オチが分かりきっている話なので、クライマックスが本当に嫌な気分になる。
自警団のボスを演じる水道橋博士が凄い。軍隊にいたことだけがプライドの在郷軍人会のうるさ方。理想を語るインテリを蛇蝎のごとく嫌う愛国主義者。人間の小ささ、醜さを煮詰めた様な演技が素晴らしい。本当に胸糞悪くなる。
この映画が本当に絶望的なのは事件発生前に井浦新、田中麗奈、東出昌大、コムアイなど複数のキャラが「この人達は朝鮮人じゃない!落ち着け!」と説得してるのに虐殺が発生してしまうところ。
理性的で論理的な意見なぞ群衆心理には全く効果がないのだ。
この手の映画でリベラルなキャラは現代人視点の代わりとして使われる。本作はやや多すぎると思ったが、クライマックスでの無力感を出させるためにあえてそうしたのだろうか。
誰しもクライマックスをみて思うだろう。自分はこの場でどちらに立っているのか。

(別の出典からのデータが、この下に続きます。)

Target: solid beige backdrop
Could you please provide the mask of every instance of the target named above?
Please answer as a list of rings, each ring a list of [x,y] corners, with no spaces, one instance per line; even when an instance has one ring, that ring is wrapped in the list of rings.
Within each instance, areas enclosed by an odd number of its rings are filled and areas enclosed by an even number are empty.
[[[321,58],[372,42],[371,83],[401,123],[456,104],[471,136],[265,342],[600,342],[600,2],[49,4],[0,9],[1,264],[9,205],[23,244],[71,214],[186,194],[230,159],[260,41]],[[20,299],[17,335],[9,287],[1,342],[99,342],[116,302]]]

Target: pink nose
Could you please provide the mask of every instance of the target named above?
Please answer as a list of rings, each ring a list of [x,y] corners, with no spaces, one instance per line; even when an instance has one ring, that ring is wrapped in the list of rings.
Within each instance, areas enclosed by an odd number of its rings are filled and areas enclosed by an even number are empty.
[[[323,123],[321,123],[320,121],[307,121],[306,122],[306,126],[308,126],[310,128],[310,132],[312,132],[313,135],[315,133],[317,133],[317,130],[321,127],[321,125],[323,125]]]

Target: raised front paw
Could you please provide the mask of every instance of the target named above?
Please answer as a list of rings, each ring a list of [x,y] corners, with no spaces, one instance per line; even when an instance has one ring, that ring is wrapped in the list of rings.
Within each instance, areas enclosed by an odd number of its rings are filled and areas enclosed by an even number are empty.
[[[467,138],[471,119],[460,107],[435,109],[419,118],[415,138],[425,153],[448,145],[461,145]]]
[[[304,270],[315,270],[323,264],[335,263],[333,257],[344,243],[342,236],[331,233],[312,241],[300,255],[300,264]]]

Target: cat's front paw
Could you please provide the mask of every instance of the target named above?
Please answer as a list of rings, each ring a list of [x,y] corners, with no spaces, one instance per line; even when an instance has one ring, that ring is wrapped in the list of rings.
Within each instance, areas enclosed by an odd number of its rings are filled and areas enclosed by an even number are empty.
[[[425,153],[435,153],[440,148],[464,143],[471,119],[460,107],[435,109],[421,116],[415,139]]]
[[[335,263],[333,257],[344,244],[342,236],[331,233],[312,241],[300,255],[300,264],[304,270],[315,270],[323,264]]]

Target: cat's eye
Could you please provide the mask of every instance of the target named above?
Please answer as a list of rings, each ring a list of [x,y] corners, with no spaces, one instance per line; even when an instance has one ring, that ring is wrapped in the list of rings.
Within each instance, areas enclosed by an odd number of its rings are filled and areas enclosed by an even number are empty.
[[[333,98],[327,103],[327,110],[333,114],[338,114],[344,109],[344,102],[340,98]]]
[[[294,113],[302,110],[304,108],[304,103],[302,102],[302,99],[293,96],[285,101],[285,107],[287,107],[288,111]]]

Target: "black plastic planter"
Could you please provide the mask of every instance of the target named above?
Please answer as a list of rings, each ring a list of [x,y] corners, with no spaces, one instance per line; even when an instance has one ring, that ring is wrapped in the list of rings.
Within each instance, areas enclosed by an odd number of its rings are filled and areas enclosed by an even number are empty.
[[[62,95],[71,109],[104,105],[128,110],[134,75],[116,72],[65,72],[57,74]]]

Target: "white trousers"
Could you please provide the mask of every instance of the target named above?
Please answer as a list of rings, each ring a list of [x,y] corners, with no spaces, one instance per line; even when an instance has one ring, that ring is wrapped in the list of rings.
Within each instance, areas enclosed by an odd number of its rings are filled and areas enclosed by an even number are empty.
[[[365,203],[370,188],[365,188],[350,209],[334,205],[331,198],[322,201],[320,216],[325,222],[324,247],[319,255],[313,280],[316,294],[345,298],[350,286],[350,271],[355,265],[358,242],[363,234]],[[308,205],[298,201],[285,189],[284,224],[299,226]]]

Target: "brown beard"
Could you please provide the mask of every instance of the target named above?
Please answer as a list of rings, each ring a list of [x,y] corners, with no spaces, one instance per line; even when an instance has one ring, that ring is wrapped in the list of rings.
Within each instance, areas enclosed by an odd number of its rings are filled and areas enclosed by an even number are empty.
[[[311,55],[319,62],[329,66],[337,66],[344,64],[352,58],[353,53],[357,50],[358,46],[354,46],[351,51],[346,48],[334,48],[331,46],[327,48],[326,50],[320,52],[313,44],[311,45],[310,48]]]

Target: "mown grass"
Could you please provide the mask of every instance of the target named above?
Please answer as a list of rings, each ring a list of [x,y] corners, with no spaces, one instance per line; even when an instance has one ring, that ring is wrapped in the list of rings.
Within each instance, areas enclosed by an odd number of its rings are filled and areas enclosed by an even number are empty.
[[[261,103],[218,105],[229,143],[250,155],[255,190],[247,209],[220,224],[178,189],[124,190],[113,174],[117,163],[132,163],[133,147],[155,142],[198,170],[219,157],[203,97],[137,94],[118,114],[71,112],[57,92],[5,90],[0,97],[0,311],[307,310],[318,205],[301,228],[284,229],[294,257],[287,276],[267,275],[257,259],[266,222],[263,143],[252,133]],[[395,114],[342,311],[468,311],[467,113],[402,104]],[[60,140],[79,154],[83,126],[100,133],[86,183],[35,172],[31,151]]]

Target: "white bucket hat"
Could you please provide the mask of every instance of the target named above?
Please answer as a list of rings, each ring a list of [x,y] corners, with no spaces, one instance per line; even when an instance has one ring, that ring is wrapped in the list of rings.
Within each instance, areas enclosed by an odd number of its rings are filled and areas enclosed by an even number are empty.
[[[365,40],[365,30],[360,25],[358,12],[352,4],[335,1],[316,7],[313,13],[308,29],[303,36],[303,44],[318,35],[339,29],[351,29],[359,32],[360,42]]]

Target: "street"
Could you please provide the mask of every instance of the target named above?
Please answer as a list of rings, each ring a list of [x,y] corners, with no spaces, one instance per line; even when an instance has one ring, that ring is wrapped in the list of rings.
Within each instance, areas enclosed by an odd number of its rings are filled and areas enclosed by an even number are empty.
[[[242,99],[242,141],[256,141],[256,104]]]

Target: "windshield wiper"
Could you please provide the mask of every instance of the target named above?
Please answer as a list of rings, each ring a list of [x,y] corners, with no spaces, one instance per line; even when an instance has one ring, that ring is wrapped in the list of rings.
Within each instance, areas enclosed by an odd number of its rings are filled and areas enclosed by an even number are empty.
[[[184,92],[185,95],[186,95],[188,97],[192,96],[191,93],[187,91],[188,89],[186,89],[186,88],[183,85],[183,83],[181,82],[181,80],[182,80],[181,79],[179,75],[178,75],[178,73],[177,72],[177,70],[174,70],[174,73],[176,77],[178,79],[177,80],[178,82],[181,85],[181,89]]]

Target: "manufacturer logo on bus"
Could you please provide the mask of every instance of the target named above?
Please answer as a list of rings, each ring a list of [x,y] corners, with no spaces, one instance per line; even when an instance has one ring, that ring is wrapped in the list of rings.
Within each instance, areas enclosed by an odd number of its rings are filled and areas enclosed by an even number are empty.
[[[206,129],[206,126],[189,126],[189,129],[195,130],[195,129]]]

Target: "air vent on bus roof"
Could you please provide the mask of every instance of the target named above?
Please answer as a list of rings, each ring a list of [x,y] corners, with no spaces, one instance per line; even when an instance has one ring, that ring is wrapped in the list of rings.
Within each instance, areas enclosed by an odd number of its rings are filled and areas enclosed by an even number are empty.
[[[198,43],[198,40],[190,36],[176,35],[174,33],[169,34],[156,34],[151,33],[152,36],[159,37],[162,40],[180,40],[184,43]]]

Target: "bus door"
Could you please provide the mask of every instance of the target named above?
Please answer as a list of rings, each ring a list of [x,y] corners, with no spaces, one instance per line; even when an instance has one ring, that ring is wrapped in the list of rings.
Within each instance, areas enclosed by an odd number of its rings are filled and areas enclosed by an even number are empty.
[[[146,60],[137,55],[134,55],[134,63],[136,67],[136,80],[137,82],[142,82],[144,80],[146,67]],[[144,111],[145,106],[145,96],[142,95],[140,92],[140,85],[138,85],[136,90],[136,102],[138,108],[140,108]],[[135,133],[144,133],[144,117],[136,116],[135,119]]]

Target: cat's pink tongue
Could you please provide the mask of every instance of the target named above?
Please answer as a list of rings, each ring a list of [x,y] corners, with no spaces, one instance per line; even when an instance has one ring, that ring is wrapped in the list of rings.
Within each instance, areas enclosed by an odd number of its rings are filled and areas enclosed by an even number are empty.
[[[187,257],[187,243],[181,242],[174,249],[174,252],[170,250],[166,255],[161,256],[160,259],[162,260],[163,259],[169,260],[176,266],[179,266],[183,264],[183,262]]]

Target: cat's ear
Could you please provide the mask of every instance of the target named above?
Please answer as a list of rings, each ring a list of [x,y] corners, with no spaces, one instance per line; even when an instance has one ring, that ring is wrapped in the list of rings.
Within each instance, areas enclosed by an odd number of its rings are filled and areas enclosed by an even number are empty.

自分も”朝鮮人”と疑われ殺されるリスクを負って虐殺を止めようとするのか?
ラストのナレーションも絶望に追い打ちをかける様な内容。事実だから仕方ないのだが。
本作が作られた背景に小池都知事の朝鮮人慰霊拒否があるのだろう。彼女の支援団体そよ風による朝鮮人慰霊碑前での「自警団による殺害は正当防衛」という主張も。
福田村事件と完全に地続きの世界に我々は生きている。震災の記憶が薄れれば、また虐殺を煽る人達が声高く騒ぎ出すのだろう。本作がヒットしているのがせめてもの救いである。